I got a free book from Ursinus to read over the summer. It’s not mandatory and personally, I think I’m more likely to read it now because it’s optional. It’s just some story about this guy’s life and I figure if I’m sitting around doing nothing all day I’ll read it. This summer/winterbreak I said I was going to read a book. Anytime I get motivated to read a book I always try to read the same one, This Side of Paradise by F. Scott Fitzgerald. It was one of my 11th grade term paper books and I didn’t read it. I read about the first 40 pages and really liked it but never finished it. I think if I can knock out 2 books this summer, that would be one hell of an accomplishment.
For some reason Wismer had a Luau today to celebrate something. There was a limbo contest and I got suckered into doing it. I know I’m not the most flexible person but I consider myself short enough and able-bodied enough to compete at a moderate level in this thing. There’s maybe 15 people in this contest, 5 from the track team, Mark, Ben, Lance, Jordan, and I. Lance is about 6’2 so I figured there was no way he would beat me. As long as I didn’t get last I was happy. Things start off and it’s a joke, the bar’s 5 feet high and I’m cruisin’ under that thing no problem… but so is everyone else. After 2 or 3 more sessions, I start getting a little worried. No one’s getting out and I don’t know how much lower I can go. Wismer was pretty packed and the crowd was actually interested in this. Ben was first in line and apparently he got out but I think it was on a technicality, plus I didn’t even know he did, so I follow up, awful form, awful technique, and fall flat on my ass in front of everyone. First tard out. Everyone was just waiting for someone to fall like that and when I did the crowd let me hear it. I was furious, a rage fell upon me that is quite common amongst these stupid competitions. In the heat of the moment I get up, start screaming, and slap the limbo bar upward pretty hard. The bar gets caught on the things sticking out and then goes flying off, the one post turns completely sideways, and I’m standing there looking like a total jackass. I apologized and put the bar back but still it was bad. I never fancied myself a Limboist but c’mon. I continued to watch from the side in total amazement as Mark absolutely dominated. Somehow he slipped under the lowest setting and then another one even lower than that. He won a free pizza party, a bitter sweet party that I will have to attend. Either way, I sucked and Mark looked like the man in front of everyone, as he should have. Kudos to you Mark. Ben did okay too… he beat me, but that’s not saying much.

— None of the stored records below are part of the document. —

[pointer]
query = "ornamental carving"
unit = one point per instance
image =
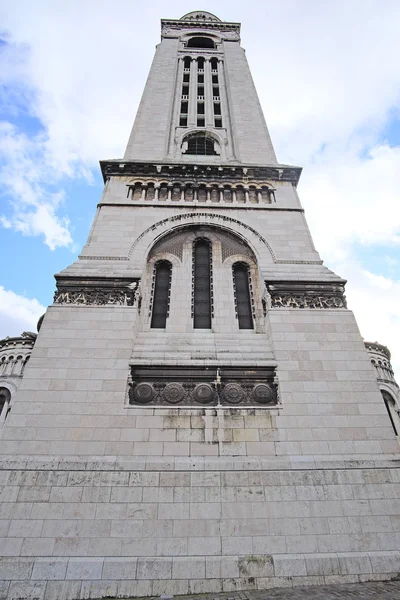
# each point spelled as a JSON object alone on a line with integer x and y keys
{"x": 233, "y": 393}
{"x": 101, "y": 295}
{"x": 174, "y": 393}
{"x": 198, "y": 386}
{"x": 307, "y": 295}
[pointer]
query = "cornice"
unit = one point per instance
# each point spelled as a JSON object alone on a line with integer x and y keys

So I finally did successfully install Google Analytics. In the first 24 hours or so I had 42 total visits from 38 different people. Now, I know I posted it as my facebook status so that’s when it should be at it’s highest, so I guess on random days that I don’t post it the numbers drop a lot. I guess I’ll find out. Also, with summer coming up I feel like the number of Ursinus people who read it will probably go down and the number of Upper Dublin people who read it will probably stay about the same. It could be the opposite, I have no idea. Either way, to have 40 people checking on this thing really blows my mind.
So in about 9th grade I got completely hooked on pistachios. The recent package my mom sent me containing pistachios brought on some flash backs. I would literally sit there playing SOF on the computer Friday and Saturday night with a huge 5lbs back of pistachios and could finish them in a weekend. It gave me awful diarrhea but still they’re were so addicting and so tasty. I only got a 10 ounce bag this time but they’re still amazing. I put them and Cashews at a tie for the best nut. Pistachios encourage work ethic so I think they take the top spot. You have to actually work for each one and that gives you a greater sense of accomplishment. The picture below illustrates the 3 different kinds of pistachios. First up, far right are the easy/preferred ones. These are often found at the top of the bag to make suck you in. Easy to open and the ideal shell. The far left one is a potential. It takes a lot more effort and can draw blood from finger tips or even chip teeth when attempting to open. Over the years I’ve become pretty good at getting these suckers. The middle are the impossibles. With no entry point, these are the nuts that you have to give up on. If I’m in a very angry mood and I encounter one of these, I may step on them or hit them with something in order to show the nut that if I really want to… I will eat you, but otherwise it’s a losing battle. Throw in the towel and toss these ones out.